My writing springs from the ways that larger world events shape personal identity: History with a capital “H” informs personal history with a small “h”. In my memoir, Letters to My Father: Excavating a Jewish Identity in Poland and Belarus, I explore how my father’s veiling of his Jewish identity moved me as a first generation American to go to Poland and Belarus to “excavate” my family documents. Amazingly, after two world wars, I found my father’s birth record of 1912 in Belarus, as well as an archive of all my family members who had been annihilated in the Shoah—from ages three to ninety-five—including their photographs.
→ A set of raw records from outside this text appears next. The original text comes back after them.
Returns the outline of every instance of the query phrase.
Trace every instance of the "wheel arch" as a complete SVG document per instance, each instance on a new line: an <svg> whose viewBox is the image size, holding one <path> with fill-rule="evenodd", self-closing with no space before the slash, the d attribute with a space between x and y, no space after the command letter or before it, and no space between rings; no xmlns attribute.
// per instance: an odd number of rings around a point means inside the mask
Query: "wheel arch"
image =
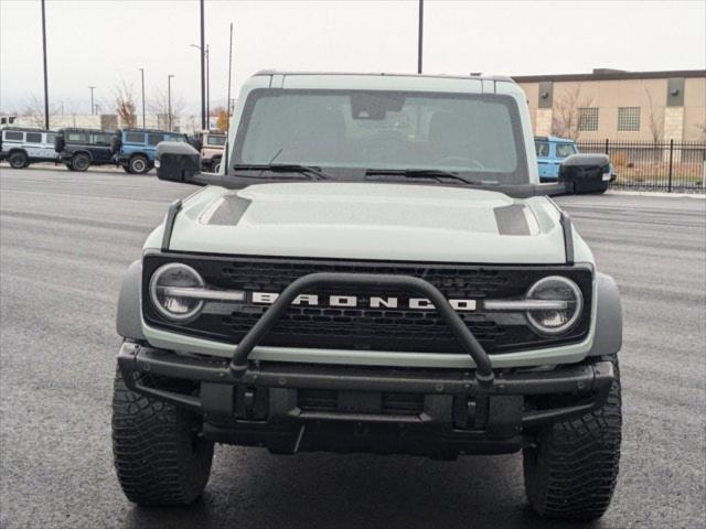
<svg viewBox="0 0 706 529"><path fill-rule="evenodd" d="M124 338L146 339L142 334L142 310L140 291L142 285L142 261L132 262L120 284L116 331Z"/></svg>
<svg viewBox="0 0 706 529"><path fill-rule="evenodd" d="M622 347L622 304L616 280L597 273L596 336L589 356L618 354Z"/></svg>
<svg viewBox="0 0 706 529"><path fill-rule="evenodd" d="M93 154L90 154L90 151L86 150L86 149L81 149L77 151L73 151L71 153L71 158L77 156L78 154L86 154L88 156L88 160L90 160L93 162Z"/></svg>

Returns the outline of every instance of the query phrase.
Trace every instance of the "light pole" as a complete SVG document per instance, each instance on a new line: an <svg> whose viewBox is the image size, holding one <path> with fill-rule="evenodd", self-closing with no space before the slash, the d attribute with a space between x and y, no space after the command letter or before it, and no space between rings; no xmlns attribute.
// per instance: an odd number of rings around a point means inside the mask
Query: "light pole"
<svg viewBox="0 0 706 529"><path fill-rule="evenodd" d="M205 51L199 44L189 44L190 47L195 47L201 52L202 57L206 57L206 119L204 129L211 127L211 61L208 61L208 44L206 44Z"/></svg>
<svg viewBox="0 0 706 529"><path fill-rule="evenodd" d="M417 73L421 73L421 41L424 34L424 0L419 0L419 43L417 46Z"/></svg>
<svg viewBox="0 0 706 529"><path fill-rule="evenodd" d="M142 77L142 129L146 129L145 126L145 68L137 68L140 71L140 76Z"/></svg>
<svg viewBox="0 0 706 529"><path fill-rule="evenodd" d="M204 13L203 13L204 0L201 0L201 129L206 128L206 71L204 65L205 36L204 36Z"/></svg>
<svg viewBox="0 0 706 529"><path fill-rule="evenodd" d="M46 17L42 0L42 50L44 51L44 128L49 130L49 82L46 78Z"/></svg>
<svg viewBox="0 0 706 529"><path fill-rule="evenodd" d="M170 132L172 131L172 77L174 77L172 74L167 77L167 119Z"/></svg>
<svg viewBox="0 0 706 529"><path fill-rule="evenodd" d="M93 105L93 90L96 88L95 86L89 86L88 87L90 89L90 114L93 115L93 109L94 109L94 105Z"/></svg>

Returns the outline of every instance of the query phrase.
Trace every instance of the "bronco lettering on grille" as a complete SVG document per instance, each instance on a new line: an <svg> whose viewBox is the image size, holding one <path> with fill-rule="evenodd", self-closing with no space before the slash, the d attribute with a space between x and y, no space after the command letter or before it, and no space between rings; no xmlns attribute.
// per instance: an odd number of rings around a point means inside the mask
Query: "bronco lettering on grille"
<svg viewBox="0 0 706 529"><path fill-rule="evenodd" d="M275 303L279 294L277 292L252 292L250 301L253 303L270 305ZM475 300L449 300L449 303L457 311L474 311ZM357 309L367 306L370 309L410 309L419 311L434 310L434 304L426 298L408 298L399 299L395 296L377 296L373 295L367 299L367 303L363 303L357 295L328 295L320 296L317 294L300 294L293 305L324 306L332 309Z"/></svg>

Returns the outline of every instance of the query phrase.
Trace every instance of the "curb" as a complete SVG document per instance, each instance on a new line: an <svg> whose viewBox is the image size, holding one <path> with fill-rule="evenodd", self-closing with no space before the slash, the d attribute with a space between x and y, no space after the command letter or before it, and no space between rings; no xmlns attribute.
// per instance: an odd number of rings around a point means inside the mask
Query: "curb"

The other force behind my writing is my four-decade career as an educator. The fact that I have been fortunate enough to have taught a wide diversity of students—university undergraduates and graduate students; adult students in community college; children of farm workers and Native American high school students; African-American university students in a course I offered; Jewish students at a private academy, Polish university students during my Fulbright in that country—this has allowed me to experience their experience, if you will, to broaden my own sense of personal identity to consider theirs. Parallel to my teaching life has been my scholarly life. My work as a doctoral student penning a dissertation, “Language as a Way of Knowing”, along with work in the British novel, ethnic American literature and composition theory, provided the background for research and writing as a tenured university professor.

 

My current project, Bantry Bay: American in West Cork, Ireland, chronicles the over three decades of summers I have spent in a renovated farmhouse in the town of Bantry in West Cork, Ireland. This book-length project relates my experience becoming part of the community there and researching the history of this formerly IRA stronghold. Apart from the personal fact that I am descended from Irish immigrants on my mother’s side who came to the US in 1840 from Ballina, Ireland during the famine (I have been able to learn their names and genealogy), the story of the British repression of the Irish for over six hundred years, the Irish refusal to submit despite harsh measures, has moved me since I was an adolescent. The tragedy and heroism in Irish history is story enough, but now today, with Brexit, the terrible “Troubles” may already be returning after a hard won and tentative peace.